19 Mayıs 2013 Pazar

AKŞAMÜSTLERİ BURADA...


Yazın akşamüstleri güneş batarken buralar ne kadar da güzelleşir…Kan kırmızı yuvarlak bir külçe dağların ardında doğru ağır ağır inmeye başlar. Sonsuz  bir billur parçası haline gelen ufuktan daha güzeli görülmemiş bir renk ve ışık yağmuru boşalır.



Bütün gün arka sokaklardaki derme çatma evleri, yetim anıtları, adım başı karşınıza çıkan iğde ağaçları ve çiğ bir aydınlık içinde uyuşup kalmış denizin tembel dalgaları güneş batarken silkinip doğrulur. Biraz önce her biri bir kulübeyi andıran derme çatma eski evler camlarına vuran akşam güneşiyle som mermerden birer saray şekline girer. Issız caddeler, bir şenlik gecesinin pırıltılarıyla dolup taşar. O  yetim anıtların başları yanar döner halelerle süslenip şahlanırlar. Tepelerdeki bodur zeytinler günün son ışıkları sayesinde serilip serpilen gölgeleriyle insana yıllanmış çınarlar gibi heybetli görünür. Çepeçevre boz tepeler öbek öbek katır tırnaklarıyla örtülü sarı yüzüyle son bir kere bize bakar.

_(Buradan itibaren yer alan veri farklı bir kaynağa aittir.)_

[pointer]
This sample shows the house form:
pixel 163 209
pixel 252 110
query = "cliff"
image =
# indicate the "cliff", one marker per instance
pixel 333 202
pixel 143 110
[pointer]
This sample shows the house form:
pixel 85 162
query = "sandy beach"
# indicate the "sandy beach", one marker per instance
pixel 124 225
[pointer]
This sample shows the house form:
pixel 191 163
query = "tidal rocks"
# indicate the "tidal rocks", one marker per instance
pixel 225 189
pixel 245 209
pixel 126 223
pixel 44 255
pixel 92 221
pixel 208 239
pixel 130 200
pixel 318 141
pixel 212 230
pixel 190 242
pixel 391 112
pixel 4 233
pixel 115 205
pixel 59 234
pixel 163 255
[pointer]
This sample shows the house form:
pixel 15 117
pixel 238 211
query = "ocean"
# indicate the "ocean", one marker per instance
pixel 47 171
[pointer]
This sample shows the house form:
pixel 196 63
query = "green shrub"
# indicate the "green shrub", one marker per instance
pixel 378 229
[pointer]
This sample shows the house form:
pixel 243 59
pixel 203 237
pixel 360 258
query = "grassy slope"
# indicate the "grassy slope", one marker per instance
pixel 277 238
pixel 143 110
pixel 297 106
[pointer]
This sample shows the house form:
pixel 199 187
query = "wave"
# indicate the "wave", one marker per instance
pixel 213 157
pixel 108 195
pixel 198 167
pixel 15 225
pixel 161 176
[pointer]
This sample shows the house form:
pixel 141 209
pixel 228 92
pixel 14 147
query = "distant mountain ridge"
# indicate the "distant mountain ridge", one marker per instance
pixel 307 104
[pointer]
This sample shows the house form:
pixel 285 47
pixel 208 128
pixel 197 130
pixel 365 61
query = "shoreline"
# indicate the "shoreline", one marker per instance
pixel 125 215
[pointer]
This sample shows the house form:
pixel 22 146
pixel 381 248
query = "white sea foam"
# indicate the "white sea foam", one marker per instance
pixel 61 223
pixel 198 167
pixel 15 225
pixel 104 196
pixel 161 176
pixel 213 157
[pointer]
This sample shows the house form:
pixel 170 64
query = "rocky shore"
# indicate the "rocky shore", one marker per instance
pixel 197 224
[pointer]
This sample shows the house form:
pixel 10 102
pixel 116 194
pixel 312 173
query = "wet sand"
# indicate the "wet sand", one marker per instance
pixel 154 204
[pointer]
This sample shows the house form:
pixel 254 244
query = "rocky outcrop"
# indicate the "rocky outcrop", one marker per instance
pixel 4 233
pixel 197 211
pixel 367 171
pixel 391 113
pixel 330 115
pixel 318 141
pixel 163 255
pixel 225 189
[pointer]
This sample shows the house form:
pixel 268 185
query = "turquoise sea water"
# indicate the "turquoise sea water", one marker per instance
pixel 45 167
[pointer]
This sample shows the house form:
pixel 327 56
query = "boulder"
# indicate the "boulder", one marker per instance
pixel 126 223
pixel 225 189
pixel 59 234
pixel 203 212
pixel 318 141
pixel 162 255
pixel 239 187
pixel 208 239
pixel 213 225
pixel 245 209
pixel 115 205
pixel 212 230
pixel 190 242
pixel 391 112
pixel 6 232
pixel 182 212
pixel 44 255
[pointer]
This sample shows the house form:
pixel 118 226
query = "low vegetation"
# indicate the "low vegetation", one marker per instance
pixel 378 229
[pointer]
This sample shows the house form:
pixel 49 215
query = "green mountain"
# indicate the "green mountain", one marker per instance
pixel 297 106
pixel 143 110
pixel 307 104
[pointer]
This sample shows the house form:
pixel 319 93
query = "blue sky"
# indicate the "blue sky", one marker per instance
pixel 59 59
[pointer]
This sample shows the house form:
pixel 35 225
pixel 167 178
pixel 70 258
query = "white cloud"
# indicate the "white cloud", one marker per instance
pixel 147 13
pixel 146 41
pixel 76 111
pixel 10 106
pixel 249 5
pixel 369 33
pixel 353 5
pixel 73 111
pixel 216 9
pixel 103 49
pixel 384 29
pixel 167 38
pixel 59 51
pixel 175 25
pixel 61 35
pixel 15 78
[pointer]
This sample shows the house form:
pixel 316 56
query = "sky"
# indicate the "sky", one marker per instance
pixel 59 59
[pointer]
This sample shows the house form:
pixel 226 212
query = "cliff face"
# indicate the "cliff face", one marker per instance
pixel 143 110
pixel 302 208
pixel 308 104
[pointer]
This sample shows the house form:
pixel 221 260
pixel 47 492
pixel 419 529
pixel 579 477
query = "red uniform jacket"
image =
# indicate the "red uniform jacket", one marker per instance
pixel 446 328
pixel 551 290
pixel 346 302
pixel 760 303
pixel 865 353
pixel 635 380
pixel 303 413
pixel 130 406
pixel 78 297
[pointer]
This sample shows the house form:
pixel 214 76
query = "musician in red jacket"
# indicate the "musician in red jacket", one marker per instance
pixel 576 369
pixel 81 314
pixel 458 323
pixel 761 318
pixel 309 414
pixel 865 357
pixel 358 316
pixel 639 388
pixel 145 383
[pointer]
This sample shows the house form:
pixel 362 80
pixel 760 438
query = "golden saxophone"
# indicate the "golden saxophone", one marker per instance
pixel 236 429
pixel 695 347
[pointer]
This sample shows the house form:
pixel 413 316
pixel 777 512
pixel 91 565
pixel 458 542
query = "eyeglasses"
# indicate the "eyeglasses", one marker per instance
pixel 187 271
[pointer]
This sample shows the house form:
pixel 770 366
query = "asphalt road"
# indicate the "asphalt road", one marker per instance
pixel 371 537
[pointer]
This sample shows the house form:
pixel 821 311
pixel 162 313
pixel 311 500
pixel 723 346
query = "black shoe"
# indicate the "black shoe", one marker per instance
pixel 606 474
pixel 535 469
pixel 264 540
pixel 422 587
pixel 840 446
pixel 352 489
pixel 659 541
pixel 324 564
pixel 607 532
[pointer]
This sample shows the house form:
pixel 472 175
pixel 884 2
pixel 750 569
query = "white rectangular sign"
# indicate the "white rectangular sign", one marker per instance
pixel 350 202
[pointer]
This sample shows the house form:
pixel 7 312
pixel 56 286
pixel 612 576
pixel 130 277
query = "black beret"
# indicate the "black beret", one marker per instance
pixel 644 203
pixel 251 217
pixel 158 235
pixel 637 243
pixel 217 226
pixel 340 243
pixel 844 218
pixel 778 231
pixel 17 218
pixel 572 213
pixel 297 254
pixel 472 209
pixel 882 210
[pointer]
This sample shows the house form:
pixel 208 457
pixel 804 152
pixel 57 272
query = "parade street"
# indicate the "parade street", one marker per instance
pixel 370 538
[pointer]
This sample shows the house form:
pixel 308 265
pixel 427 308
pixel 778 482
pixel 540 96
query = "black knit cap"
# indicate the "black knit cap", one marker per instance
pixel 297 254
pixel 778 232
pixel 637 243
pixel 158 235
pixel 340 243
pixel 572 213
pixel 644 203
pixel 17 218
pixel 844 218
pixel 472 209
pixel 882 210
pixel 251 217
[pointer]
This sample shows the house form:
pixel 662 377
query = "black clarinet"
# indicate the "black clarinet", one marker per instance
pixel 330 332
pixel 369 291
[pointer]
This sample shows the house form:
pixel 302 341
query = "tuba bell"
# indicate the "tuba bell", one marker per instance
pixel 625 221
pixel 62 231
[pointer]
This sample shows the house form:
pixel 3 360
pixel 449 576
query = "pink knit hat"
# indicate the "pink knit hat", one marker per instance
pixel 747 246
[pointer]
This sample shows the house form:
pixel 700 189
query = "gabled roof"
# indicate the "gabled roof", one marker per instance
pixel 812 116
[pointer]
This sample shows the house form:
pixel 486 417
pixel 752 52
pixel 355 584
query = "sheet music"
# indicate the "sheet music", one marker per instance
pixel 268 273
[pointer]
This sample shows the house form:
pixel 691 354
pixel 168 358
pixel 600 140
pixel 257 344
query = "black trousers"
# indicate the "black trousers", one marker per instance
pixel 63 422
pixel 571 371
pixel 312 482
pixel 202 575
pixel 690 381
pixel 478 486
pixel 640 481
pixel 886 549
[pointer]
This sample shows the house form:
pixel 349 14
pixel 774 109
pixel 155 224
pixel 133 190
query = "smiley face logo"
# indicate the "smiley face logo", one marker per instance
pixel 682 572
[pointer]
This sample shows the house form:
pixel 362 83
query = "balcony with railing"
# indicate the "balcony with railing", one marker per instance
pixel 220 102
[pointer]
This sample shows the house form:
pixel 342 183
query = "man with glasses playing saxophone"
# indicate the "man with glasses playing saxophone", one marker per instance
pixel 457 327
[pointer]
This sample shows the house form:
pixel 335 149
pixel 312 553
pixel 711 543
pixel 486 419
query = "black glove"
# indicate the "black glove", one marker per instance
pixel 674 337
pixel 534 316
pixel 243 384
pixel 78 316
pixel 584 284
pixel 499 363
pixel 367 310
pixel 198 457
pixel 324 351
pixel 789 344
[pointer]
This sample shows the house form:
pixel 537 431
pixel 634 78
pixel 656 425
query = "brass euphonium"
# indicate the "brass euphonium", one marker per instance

Güneş battığı yönden bir yere işaret eder gibidir… Bulunduğumuz yerden karşıya bakınca Midilli Adasının bizi topraklarına çağıran sesini duyar gibi oluruz. Sanki hep mutlu yaşlanmış, şimdilerde ise yüz yaşını aşmış ihtiyar bir kadındır. Akşamüstleri her iki kıyı da el sallar gibidir yitip giden güneşe… Gururla gerinirler günün sonunda… 

Hiç yorum yok:

Yorum Gönder

YORUMUNUZ İÇİN TEŞEKKÜRLER HEP BİZİMLE KALIN...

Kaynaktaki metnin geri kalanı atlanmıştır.